懸命にこう考えながら。まだ組わけはしないで! 質問したいことがあるんです! ぼくは〈忘消〉されたことがありますか? もしこどものころの〈闇の王〉を〈組わけ〉したのなら彼の弱点を教えてくれませんか? 〈闇の王〉の杖の弟がぼくの手にわたったのはなぜですか? 〈闇の王〉の幽霊がぼくの傷あとにやどっているんですか? だからぼくはときどき怒りをおぼえるんですか? とくに重要な質問はここまでですが、もし時間があったらあなたをつくった失われた魔術をどうすれば再発見できそうかも教えてもらいたいです。
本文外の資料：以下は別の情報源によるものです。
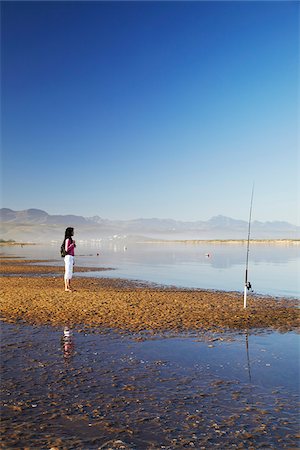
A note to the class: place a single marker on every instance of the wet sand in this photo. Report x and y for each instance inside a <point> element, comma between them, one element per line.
<point>133,306</point>
<point>98,389</point>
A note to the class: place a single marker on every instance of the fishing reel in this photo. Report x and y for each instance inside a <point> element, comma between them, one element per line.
<point>249,286</point>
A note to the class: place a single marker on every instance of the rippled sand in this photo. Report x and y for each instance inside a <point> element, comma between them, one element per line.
<point>121,304</point>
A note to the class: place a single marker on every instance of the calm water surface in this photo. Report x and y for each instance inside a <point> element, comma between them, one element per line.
<point>202,391</point>
<point>273,269</point>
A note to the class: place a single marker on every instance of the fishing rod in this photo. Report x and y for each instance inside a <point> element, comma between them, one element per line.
<point>247,283</point>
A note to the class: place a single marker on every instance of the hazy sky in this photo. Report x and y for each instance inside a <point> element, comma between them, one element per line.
<point>151,109</point>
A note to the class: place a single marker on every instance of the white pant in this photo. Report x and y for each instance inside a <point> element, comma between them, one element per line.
<point>69,262</point>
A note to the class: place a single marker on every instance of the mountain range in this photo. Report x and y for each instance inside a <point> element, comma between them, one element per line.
<point>35,225</point>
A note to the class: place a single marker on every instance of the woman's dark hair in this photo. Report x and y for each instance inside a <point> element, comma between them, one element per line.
<point>69,233</point>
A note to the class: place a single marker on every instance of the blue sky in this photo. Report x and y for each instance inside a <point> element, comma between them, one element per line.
<point>151,109</point>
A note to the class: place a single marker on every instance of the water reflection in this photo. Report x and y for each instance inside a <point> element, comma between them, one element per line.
<point>68,345</point>
<point>248,358</point>
<point>273,269</point>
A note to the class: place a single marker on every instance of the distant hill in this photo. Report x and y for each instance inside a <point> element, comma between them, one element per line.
<point>37,225</point>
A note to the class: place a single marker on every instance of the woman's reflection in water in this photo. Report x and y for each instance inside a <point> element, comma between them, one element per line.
<point>68,344</point>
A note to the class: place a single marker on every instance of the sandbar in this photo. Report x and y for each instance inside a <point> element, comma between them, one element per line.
<point>34,294</point>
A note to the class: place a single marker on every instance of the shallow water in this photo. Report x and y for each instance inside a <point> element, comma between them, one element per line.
<point>193,391</point>
<point>273,269</point>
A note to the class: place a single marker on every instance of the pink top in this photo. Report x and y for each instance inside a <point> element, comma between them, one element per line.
<point>69,247</point>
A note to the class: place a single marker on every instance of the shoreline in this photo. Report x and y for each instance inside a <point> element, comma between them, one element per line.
<point>224,241</point>
<point>117,304</point>
<point>283,241</point>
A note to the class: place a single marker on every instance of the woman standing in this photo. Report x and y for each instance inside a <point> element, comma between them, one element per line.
<point>69,258</point>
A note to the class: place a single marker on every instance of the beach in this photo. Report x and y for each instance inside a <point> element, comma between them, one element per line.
<point>119,364</point>
<point>132,306</point>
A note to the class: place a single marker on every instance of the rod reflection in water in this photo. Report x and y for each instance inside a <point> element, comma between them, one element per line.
<point>248,358</point>
<point>68,346</point>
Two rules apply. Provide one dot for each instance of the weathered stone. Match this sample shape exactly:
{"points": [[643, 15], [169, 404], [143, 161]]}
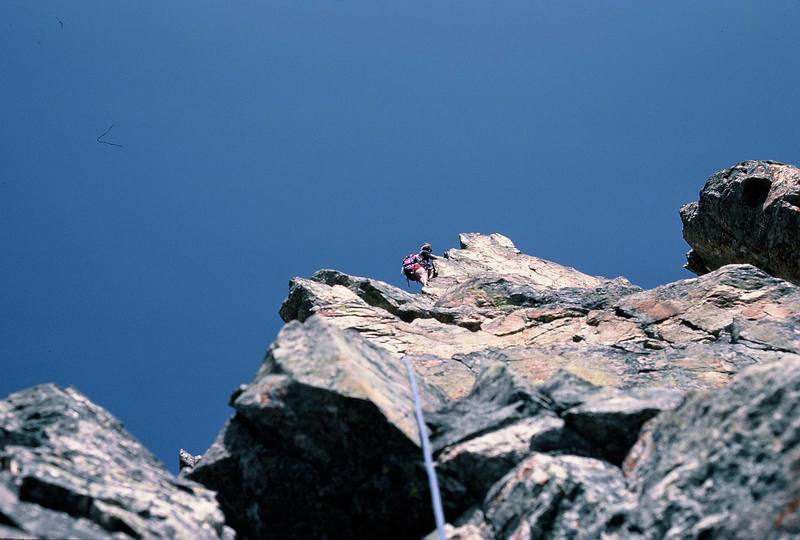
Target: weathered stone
{"points": [[68, 469], [724, 464], [324, 442], [694, 333], [498, 398], [749, 213], [610, 419], [554, 497]]}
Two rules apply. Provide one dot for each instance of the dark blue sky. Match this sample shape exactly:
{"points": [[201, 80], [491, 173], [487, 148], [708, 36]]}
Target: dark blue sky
{"points": [[263, 140]]}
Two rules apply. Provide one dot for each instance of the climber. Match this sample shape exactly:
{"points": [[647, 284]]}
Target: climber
{"points": [[419, 267]]}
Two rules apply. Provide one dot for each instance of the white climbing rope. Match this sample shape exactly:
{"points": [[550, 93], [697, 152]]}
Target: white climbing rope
{"points": [[436, 498]]}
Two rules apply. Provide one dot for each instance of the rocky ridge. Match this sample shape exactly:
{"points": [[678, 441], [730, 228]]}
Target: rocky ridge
{"points": [[68, 469], [559, 405]]}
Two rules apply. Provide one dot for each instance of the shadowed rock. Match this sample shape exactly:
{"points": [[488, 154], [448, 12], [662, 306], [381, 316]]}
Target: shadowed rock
{"points": [[324, 443], [724, 464], [68, 469], [749, 213]]}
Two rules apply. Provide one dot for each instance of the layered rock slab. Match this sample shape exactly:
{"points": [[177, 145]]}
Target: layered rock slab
{"points": [[724, 464], [68, 469], [694, 333], [748, 213], [324, 442]]}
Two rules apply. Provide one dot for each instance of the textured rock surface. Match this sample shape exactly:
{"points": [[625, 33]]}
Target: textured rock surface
{"points": [[724, 464], [324, 443], [559, 405], [68, 469], [694, 333], [749, 213]]}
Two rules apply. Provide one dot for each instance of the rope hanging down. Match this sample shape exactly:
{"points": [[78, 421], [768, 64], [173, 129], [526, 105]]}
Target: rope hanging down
{"points": [[436, 498]]}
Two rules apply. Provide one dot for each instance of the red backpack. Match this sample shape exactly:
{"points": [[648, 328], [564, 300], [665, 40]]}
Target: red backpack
{"points": [[408, 265]]}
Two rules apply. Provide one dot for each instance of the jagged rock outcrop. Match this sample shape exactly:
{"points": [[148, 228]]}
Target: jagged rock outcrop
{"points": [[559, 405], [694, 333], [723, 464], [68, 469], [324, 443], [749, 213], [538, 382]]}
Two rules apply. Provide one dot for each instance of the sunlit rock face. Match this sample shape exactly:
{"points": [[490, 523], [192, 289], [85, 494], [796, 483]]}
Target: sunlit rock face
{"points": [[68, 469], [558, 405], [749, 213]]}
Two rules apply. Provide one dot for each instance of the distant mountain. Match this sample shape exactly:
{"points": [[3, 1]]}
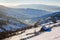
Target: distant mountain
{"points": [[46, 16], [39, 6]]}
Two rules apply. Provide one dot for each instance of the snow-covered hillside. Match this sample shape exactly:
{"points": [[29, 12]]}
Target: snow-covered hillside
{"points": [[52, 35]]}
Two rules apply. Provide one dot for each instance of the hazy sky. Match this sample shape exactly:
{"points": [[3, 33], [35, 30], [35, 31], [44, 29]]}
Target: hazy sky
{"points": [[15, 2]]}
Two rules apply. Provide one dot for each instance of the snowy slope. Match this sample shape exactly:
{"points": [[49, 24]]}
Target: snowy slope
{"points": [[39, 6], [53, 35]]}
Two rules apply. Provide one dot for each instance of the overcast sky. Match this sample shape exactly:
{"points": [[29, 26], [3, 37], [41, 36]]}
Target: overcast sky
{"points": [[16, 2]]}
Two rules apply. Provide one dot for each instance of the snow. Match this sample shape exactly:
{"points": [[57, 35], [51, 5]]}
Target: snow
{"points": [[52, 35]]}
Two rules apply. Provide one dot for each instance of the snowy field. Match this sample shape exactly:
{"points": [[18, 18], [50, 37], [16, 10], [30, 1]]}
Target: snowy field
{"points": [[52, 35]]}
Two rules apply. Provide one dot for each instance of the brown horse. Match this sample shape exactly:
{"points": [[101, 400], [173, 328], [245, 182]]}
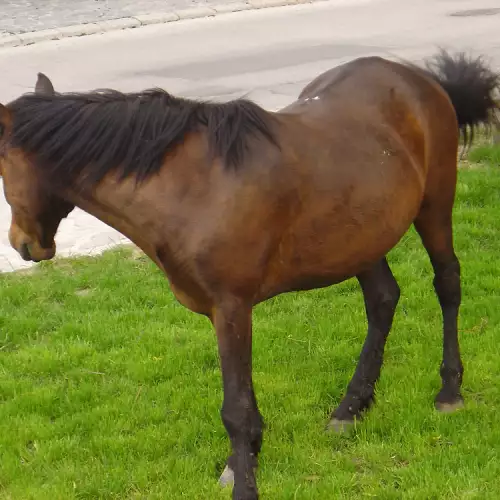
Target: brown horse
{"points": [[236, 204]]}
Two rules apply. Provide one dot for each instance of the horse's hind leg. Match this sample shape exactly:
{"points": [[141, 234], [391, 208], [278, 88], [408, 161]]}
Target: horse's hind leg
{"points": [[434, 225], [381, 295]]}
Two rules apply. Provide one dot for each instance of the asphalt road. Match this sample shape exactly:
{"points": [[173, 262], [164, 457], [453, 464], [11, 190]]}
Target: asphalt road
{"points": [[266, 55]]}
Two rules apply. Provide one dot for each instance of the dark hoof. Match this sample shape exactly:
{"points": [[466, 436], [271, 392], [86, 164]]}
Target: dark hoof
{"points": [[449, 407], [226, 478], [339, 426]]}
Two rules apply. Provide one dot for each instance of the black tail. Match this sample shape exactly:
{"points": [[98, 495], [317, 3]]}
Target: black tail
{"points": [[471, 85]]}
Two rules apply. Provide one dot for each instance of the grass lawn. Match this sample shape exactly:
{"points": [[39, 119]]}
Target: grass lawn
{"points": [[110, 389]]}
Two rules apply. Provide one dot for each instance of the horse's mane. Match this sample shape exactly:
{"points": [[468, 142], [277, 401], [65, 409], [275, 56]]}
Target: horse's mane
{"points": [[87, 135]]}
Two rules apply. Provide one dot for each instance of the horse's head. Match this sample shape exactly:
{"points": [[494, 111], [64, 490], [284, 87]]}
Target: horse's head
{"points": [[36, 210]]}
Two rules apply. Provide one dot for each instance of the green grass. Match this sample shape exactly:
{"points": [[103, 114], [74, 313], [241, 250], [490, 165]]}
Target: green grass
{"points": [[110, 389]]}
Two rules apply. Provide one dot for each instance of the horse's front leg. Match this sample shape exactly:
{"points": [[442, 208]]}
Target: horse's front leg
{"points": [[233, 325]]}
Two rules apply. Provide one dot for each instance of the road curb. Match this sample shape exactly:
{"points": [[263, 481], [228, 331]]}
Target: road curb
{"points": [[30, 38]]}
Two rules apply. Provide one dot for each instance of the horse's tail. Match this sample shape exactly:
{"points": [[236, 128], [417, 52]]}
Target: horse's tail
{"points": [[471, 86]]}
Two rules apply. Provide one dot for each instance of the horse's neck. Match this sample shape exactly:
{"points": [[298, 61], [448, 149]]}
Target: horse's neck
{"points": [[124, 207]]}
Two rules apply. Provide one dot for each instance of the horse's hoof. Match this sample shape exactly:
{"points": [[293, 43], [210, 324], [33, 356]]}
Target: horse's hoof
{"points": [[449, 407], [339, 426], [227, 477]]}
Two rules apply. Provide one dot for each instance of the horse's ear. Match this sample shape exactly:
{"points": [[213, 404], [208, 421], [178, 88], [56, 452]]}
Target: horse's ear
{"points": [[44, 85]]}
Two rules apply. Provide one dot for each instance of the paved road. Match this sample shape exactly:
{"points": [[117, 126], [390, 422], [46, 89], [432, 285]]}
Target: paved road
{"points": [[20, 16], [267, 55]]}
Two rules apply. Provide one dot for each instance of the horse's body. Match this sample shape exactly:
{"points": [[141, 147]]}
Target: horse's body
{"points": [[254, 204]]}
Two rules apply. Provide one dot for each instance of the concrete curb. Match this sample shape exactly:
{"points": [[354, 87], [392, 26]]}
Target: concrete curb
{"points": [[16, 40]]}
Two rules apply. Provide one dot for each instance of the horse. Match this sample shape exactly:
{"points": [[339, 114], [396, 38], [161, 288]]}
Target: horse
{"points": [[236, 204]]}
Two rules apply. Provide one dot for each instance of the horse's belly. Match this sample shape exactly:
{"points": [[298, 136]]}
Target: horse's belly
{"points": [[322, 251]]}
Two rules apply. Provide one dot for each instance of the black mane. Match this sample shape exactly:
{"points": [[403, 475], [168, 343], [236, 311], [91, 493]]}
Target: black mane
{"points": [[89, 134]]}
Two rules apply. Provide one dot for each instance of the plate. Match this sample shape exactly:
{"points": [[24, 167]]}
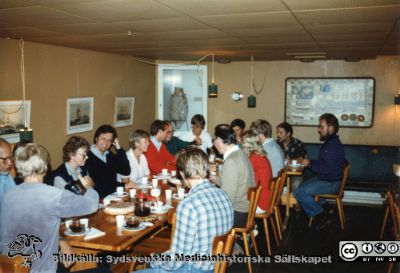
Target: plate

音のないハリーの精神のなかに、それまで声がひとつしかなかったところに、第二の聞きなれない声が、あからさまに心配そうにして語りだした:
「おやおや。こんなことが起きるのははじめてだ……」
え?
「ぼくは自己を認識できるようになったらしい。」
は?
声にならないテレパシーのためいきがあった。 「ぼくにはかなりの量の記憶と多少の独立した処理能力があるが、ぼくの知性のおもな部分はぼくをかぶっている子どもの認知能力を借りてできている。 本質的には鏡のようなもので、子どもたちを〈組わけ〉するのは本人自身だということ。 子どもはたいてい〈帽子〉がしゃべってくるのをあたりまえだと思って、〈帽子〉そのものがどういうしくみなのかを考えない。だから自己内省的な鏡にはならない。 とくに、自我を認識しているという意味で意識をもっているかどうかを陽に考えることはない。」